Dana Lixenberg: Imperial Courts | Video Installation
GRIMM is pleased to announce the exhibition of Dana Lixenberg’s 69-minute three-channel video installation Imperial Courts (2015) at our New York gallery space.
This video is an expansion of Lixenberg’s extensive project Imperial Courts, 1993-2015, which tracks the changing shape of a small, inner-city community from South Central Los Angeles through a combination of film, a web documentary, audio recordings and a series of 393 black and white photographs made with a large format camera.
In 1992, Lixenberg traveled to South Central Los Angeles to photograph a magazine story on the aftermath of the riots that erupted following the acquittal of four LAPD officers who were involved in the brutal beating of Rodney King. What she encountered inspired her to return to the area and eventually led her to the Imperial Courts housing project in Watts. The potent combination of racial injustice, community frustration and one-dimensional media coverage pushed her to start a project portraying the residents of Imperial Courts.

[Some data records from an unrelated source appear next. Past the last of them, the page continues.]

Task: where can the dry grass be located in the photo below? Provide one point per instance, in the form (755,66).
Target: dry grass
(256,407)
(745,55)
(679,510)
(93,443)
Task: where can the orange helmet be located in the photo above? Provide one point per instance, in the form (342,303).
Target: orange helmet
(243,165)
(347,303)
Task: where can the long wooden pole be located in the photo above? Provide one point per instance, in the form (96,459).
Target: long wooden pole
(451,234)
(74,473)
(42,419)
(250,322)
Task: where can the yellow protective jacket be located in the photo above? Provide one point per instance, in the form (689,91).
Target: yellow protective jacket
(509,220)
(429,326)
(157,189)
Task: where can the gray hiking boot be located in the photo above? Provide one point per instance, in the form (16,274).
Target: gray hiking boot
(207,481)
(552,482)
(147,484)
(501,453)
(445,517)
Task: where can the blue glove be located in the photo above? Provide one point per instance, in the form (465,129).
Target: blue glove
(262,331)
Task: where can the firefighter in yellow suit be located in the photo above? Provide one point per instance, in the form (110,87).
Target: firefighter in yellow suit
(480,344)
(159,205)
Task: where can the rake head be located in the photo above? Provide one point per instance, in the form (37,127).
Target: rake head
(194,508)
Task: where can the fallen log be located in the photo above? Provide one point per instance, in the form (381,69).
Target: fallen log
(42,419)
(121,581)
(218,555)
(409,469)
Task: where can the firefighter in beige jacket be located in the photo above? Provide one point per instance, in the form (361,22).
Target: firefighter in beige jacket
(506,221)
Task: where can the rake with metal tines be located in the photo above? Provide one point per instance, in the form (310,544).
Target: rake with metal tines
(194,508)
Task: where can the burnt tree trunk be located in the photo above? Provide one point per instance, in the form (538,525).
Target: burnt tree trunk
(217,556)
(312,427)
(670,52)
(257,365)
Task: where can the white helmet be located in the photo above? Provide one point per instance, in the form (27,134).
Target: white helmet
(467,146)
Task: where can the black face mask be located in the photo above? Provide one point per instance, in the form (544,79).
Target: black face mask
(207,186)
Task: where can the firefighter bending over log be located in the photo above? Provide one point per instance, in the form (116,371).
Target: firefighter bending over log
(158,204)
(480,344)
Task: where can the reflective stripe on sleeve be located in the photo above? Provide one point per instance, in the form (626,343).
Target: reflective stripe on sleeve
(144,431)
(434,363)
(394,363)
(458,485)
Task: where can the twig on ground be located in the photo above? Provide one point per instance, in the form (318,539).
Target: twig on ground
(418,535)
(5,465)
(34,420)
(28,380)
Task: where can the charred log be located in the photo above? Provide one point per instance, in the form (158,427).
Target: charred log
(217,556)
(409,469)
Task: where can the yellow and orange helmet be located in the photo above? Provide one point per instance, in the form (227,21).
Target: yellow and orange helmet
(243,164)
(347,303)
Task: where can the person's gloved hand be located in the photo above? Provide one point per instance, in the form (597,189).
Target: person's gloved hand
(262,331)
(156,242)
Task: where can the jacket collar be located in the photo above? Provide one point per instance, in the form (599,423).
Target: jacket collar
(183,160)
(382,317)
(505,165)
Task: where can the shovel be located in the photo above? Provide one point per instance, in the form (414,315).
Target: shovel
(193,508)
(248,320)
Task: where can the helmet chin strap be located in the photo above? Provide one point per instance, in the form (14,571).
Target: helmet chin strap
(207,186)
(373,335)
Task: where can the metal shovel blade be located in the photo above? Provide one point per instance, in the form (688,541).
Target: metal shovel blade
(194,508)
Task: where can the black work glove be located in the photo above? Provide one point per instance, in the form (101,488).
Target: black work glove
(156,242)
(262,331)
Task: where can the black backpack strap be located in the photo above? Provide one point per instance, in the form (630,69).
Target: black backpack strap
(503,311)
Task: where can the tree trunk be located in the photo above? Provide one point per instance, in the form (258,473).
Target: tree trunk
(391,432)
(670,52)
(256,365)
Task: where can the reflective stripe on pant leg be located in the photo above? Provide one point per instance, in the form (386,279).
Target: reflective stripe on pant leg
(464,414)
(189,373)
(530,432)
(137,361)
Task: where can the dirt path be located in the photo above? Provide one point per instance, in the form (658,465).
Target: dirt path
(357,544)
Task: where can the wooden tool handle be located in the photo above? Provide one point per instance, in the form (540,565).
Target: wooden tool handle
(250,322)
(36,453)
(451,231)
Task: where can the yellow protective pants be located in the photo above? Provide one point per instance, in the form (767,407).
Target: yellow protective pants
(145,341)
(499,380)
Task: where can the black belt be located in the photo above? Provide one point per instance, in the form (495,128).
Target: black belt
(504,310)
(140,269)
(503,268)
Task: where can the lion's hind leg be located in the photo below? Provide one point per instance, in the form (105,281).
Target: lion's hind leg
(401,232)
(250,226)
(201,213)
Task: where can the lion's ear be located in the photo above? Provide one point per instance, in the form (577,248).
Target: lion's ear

By 2012, Lixenberg has become a familiar face in Imperial Courts. To add a new dimension to the project, she began shooting short film sequences. Lixenberg’s videos immerse us in the dense fabric of daily life in this small housing project through an interlinking chain of vignettes that skip across three channels. These quietly observed scenes are set against the changeable volatile score of nearby houses, cars, ice cream trucks, and streets. In one vignette, Lixenberg invites us to observe a rite of passage as a young couple prepares to depart for their senior prom, their every move photographed by a panoply of cameras and camera-phones.